Fenberg, the No. 2 Democrat in the Colorado Senate, said the tax relief is just one way lawmakers intend to help restaurants during the special session. The legislature is also planning to provide at least $55 million direct cash assistance to small businesses in areas of the state where there are capacity restrictions. Restaurants will be included, though they’ll be seeking the money alongside many other businesses.
Fenberg, a bar owner himself, said the idea is to ensure restaurants and bars that have shut down and thus can’t benefit from the sales tax relief will still get some aid.
“My business, we’re closed,” he said of his Bread Bar in Clear Creek County. “We’re not even trying to be open right now because of the capacity restrictions. We would lose more money by opening. We’re basically just paying basic overhead.

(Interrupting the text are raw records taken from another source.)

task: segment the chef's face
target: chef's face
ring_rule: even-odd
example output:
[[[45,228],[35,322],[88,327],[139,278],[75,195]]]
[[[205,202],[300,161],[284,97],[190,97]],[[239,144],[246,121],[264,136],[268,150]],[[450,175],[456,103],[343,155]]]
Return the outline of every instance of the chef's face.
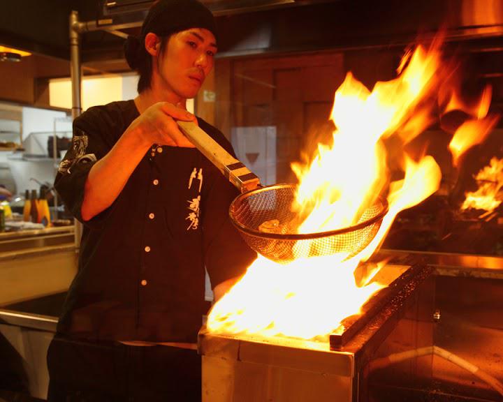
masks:
[[[194,98],[214,64],[214,36],[204,28],[173,34],[159,53],[157,70],[163,90],[184,99]]]

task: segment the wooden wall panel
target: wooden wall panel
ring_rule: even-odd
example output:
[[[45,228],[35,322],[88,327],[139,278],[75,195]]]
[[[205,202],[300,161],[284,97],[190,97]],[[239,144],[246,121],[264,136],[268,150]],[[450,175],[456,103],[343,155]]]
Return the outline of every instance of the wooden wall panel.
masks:
[[[315,148],[316,141],[326,142],[327,133],[331,135],[328,119],[344,77],[342,55],[217,60],[215,69],[217,126],[230,135],[232,127],[275,126],[277,181],[293,180],[290,163],[299,159],[302,147]]]

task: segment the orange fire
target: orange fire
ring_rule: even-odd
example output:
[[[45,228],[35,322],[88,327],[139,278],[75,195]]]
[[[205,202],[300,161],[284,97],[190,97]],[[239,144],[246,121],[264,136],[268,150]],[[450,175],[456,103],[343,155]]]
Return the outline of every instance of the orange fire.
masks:
[[[493,212],[503,201],[503,159],[493,158],[489,165],[477,173],[475,180],[479,188],[466,193],[461,209],[473,208]]]
[[[353,225],[378,196],[387,198],[389,211],[370,244],[349,258],[347,253],[335,253],[280,265],[259,256],[213,306],[209,331],[327,341],[344,318],[359,313],[387,285],[374,278],[379,268],[363,278],[356,275],[356,269],[379,248],[400,211],[439,188],[441,172],[434,158],[414,160],[404,149],[435,120],[435,91],[449,74],[442,67],[440,45],[436,40],[428,48],[419,45],[407,52],[397,77],[377,82],[372,91],[348,73],[335,96],[333,145],[319,145],[310,160],[306,156],[305,163],[292,165],[299,181],[292,205],[299,232]],[[483,116],[474,119],[483,124],[487,111],[480,114]],[[393,161],[401,167],[402,179],[393,181],[386,146],[392,137],[402,151]]]

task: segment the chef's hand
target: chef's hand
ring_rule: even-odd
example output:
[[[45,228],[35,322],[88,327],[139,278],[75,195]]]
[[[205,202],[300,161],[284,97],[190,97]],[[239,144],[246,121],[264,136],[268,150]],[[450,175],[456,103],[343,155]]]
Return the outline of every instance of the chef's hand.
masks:
[[[231,278],[217,285],[213,288],[213,302],[216,303],[240,280],[240,277]]]
[[[135,124],[148,146],[157,144],[194,147],[194,144],[180,131],[176,120],[194,121],[197,124],[197,119],[182,107],[177,107],[169,102],[158,102],[148,107],[136,120]]]

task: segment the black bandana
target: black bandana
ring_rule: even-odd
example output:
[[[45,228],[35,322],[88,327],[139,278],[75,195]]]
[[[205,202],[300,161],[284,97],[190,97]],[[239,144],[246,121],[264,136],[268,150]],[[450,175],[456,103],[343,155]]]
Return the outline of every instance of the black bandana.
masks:
[[[128,64],[135,70],[148,57],[144,42],[149,32],[169,36],[190,28],[205,28],[217,37],[213,15],[198,0],[159,0],[149,10],[140,37],[129,36],[124,43]]]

For a business like mine, I’d rather get a $5,000 check instead of $2,000 in sales tax retention because I’m not actually making any sales.”
The hope is that the tax relief, combined with the direct payments, can make a real difference.
It’s not clear exactly how much each business will be eligible to receive, as the details are still being worked out. But the plan is for the payments to be proportional to a business’ size. There will be some kind of cap on the payments, though it’s not clear how much.
“Restaurants have said since the start of the pandemic that what they need most is cash and capacity,” Riggs said. “Given that capacity is severely restricted statewide, that makes cash even more important – and every little bit helps.”
That said, Riggs says what’s really needed is “meaningful cash relief from the federal government.” She estimated that 25% of restaurants that are still operating could close within a month and 60% within three months.
“State and local governments are doing what they can, but only the federal government can provide a package large enough that will give our restaurants the best shot at making it to the other side of this crisis,” she said.
Fenberg said the policies passed during the special session won’t be the last word. Lawmakers will continue working on legislation to aid restaurants, bars and other businesses when the General Assembly returns for its normal legislative term in January.
“We’re going to have more conversations,” Fenberg said, “but those will start Jan. 13.”